Segmentation rules (the way the original text is split into segments) can be customized to your needs.
One way is to add new abbreviations to the XLSX file (text with the new abbreviation will not be split into to segments) as described in our Segmentation User Manual.
Other way is to edit regular expression of SRX file, which is described below.
Segmentation User Manual | Regular Expression | Excel segmentation
What rules can be changed in SRX file? For example:
- Import text from excel without segmentation > one cell = one segment
- Import text with new line to one segment instead of two
- Don't use semicolon (or any other character) as segment separator
- Use colon (or any other character) as segment separator
- Removing the abbreviation from the list (text will be segmented)

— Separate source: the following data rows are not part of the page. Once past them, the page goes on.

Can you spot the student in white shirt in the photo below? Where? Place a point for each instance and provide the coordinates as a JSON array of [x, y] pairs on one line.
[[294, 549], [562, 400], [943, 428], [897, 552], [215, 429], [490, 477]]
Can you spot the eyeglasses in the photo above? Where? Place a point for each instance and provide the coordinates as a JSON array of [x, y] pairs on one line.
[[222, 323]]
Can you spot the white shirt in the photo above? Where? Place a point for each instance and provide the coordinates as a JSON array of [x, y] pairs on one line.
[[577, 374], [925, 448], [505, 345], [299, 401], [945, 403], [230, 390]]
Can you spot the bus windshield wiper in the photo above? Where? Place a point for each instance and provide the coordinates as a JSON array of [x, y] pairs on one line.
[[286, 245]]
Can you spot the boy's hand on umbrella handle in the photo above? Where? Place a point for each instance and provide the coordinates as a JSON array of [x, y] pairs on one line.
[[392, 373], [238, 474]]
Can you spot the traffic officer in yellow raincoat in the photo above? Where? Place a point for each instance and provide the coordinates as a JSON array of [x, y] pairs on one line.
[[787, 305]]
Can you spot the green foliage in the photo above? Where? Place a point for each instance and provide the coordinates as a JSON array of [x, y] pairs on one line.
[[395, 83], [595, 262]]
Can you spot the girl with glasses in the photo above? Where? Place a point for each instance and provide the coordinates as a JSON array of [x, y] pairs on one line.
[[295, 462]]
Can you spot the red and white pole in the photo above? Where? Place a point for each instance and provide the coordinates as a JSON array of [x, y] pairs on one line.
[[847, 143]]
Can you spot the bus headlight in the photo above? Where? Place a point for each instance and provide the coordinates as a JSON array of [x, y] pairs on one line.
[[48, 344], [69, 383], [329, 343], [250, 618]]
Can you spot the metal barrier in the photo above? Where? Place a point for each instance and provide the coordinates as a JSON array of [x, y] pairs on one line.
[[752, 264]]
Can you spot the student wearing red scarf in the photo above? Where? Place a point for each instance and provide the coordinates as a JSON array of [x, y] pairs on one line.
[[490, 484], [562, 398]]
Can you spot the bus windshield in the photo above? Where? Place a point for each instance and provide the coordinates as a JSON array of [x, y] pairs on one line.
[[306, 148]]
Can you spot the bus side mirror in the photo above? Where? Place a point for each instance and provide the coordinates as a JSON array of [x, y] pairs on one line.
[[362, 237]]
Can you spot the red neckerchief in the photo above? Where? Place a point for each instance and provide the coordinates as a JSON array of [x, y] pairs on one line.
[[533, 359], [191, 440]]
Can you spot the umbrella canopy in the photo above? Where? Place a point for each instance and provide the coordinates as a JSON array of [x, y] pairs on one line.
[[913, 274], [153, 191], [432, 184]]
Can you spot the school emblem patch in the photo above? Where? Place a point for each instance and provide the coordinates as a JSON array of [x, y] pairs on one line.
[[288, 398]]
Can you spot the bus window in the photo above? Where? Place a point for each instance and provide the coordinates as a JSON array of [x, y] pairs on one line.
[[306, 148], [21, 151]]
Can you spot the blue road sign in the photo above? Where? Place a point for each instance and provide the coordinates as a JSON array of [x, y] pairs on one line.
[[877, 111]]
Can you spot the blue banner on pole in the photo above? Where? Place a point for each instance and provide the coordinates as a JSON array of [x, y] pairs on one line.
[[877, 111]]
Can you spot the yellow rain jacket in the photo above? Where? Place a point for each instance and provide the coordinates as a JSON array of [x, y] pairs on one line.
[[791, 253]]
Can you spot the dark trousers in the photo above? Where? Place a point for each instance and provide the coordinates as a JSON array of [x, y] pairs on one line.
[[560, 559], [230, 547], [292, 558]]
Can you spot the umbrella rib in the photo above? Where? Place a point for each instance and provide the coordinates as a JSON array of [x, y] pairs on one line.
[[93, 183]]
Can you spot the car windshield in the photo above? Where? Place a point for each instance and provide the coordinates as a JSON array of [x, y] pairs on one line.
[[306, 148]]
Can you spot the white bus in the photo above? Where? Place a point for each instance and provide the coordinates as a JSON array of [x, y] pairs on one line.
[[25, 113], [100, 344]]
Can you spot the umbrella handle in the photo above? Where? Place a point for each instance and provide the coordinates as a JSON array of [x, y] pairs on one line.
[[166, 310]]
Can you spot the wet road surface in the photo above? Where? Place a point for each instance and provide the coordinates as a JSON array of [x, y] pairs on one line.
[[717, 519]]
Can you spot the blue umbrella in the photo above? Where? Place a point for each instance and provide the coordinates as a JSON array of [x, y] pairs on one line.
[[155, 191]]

The rules are 'character based', which means that only one character can be used as segment separator (group of characters for example <p> cannot be used as segment separator).
Download SRX file:
- Go to Setup - Segmentation
- Click on Export SRX/CSV.
- Select Format: SRX and Language (the source language of your project) and hit the Download button.
- Save the SRX file to your PC.
Edit the SRX file:
- Open it in text editor (for example Notepad ++ - free for download)
- Edit using Regular Expression or example of Excel segmentation
- <rule break="no"> is the list of rules, where segment will not be broken ie list of abbreviations
- <rule> <beforebreak> - regular expression for character before the break (for example end of the sentence ". ? ! :") - if you for example don't want segment text after colon, simply delete : from every <rule> <beforebreak> code.
- <rule> <afterbreak> - regular expression for character after the break (for example start of the new sentence - space and capital letter)
- Save the modified SRX file.
Upload new segmentation rules to Memsource and use it for import:
- Go to Setup - Segmentation and hit the New button
- Select Language, Name (e.g. "New Segment after Semicolon") and choose the modified SRX file. Check the Primary check box only if you want to make the custom segmentation your primary segmentation for the language. Hit the Create button
- If everything goes well, a message will appear "The segmentation file has been uploaded successfully." And the new file will get listed on the Segmentation page.
- Now go to your project and hit the "New" button to create a new job.
- In File Import Settings expand Segmentation and select your custom segmentation rule.
- Hit the Create button to add the job(s) to your project, segmented with your custom segmentation rules.